Thinker, psychologist and educationalist. Born into a poor family in Aberdeen, Bain was a weaver in his youth, but was able to enter Marischal College in 1836. There, he excelled in mental philosophy, mathematics and physics. In 1845, he obtained the post of Professor of Mathematics and Natural Philosophy in the Andersonian University in Glasgow, but within a year he moved to London. There he became part of a notable group of 'Philosophical Radicals' which including the utilitarian philosopher John Stuart Mill (1806-73), who became a life-long friend.

In 1860, Bain returned to Scotland to take up the Regius Chair of Logic and English at the University of Aberdeen, which he was to hold until his retirement in 1880. He extended the associationist approach, which suggests that association is the basic principle of all mental activity, to all areas of psychological functioning, including habit and learning. He involved himself in debates between the relative merits of psychology and metaphysics and was also said to have coined the term trial and error.

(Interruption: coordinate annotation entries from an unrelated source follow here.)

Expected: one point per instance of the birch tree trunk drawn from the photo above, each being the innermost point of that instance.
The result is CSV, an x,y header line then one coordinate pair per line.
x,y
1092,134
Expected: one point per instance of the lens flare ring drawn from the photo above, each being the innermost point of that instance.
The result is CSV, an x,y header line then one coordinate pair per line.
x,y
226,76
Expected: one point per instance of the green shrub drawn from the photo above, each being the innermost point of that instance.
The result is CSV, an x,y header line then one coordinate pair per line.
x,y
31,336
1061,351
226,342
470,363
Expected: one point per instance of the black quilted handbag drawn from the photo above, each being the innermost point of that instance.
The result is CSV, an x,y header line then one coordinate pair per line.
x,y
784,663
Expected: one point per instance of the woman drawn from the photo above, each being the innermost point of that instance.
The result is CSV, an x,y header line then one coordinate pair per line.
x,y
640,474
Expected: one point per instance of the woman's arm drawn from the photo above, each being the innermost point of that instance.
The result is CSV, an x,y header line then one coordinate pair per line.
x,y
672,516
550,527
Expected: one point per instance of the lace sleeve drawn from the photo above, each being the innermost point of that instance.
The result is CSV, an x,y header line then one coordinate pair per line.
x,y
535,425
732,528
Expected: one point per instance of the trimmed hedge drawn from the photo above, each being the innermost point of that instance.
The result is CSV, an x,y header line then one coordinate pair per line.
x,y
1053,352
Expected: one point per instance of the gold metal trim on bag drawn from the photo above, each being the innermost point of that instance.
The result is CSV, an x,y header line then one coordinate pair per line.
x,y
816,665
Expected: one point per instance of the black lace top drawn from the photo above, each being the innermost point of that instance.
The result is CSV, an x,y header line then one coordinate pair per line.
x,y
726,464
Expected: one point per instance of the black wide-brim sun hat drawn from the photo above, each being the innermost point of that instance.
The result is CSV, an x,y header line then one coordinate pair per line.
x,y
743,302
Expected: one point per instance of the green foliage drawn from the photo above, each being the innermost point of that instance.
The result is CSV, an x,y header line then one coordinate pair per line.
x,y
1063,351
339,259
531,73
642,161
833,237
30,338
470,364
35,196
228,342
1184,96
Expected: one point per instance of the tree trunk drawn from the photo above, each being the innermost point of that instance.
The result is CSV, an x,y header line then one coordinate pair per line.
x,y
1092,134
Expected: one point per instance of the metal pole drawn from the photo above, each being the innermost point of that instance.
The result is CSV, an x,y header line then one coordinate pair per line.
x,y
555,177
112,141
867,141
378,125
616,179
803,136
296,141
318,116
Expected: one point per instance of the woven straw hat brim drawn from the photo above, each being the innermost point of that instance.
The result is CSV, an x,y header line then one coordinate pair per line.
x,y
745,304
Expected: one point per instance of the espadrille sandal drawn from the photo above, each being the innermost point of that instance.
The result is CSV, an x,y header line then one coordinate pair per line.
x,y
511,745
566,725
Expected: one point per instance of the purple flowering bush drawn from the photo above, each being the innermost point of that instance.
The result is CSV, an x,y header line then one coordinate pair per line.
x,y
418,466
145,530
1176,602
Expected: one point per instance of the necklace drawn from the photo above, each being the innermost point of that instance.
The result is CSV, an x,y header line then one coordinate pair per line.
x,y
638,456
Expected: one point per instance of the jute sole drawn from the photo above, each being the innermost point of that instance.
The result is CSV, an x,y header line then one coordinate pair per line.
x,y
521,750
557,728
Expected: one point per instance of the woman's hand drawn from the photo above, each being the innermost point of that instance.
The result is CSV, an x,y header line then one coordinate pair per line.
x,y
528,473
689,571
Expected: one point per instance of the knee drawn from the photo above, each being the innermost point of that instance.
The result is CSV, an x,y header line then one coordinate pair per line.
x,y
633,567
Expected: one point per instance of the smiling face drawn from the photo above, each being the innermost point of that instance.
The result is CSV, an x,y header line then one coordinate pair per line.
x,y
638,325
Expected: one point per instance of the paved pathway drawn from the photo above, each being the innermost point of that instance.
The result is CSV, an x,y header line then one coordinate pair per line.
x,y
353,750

Bain worked hard for reform of the University curriculum in Scotland, wishing to see greater prominence for science and modern languages.

A prolific author, Bain wrote the first textbook on psychology in English (1855) and founded the first psychological journal, Mind, in 1876. His other works included The Senses and the Intellect (1855), The Emotions and the Will (1859), Mental and Moral Science (1868), Education as a Science (1879), together with biographies of John Stuart Mill and his father James Mill, both published in 1882. He also wrote various English language textbooks, including his Manual of Rhetoric (1866) and A First English Grammar (1872).

In 1871, Bain was awarded an honorary degree by the University of Edinburgh. In his retirement, he was twice elected Rector of Aberdeen University, such was his popularity with the students. He died in Aberdeen.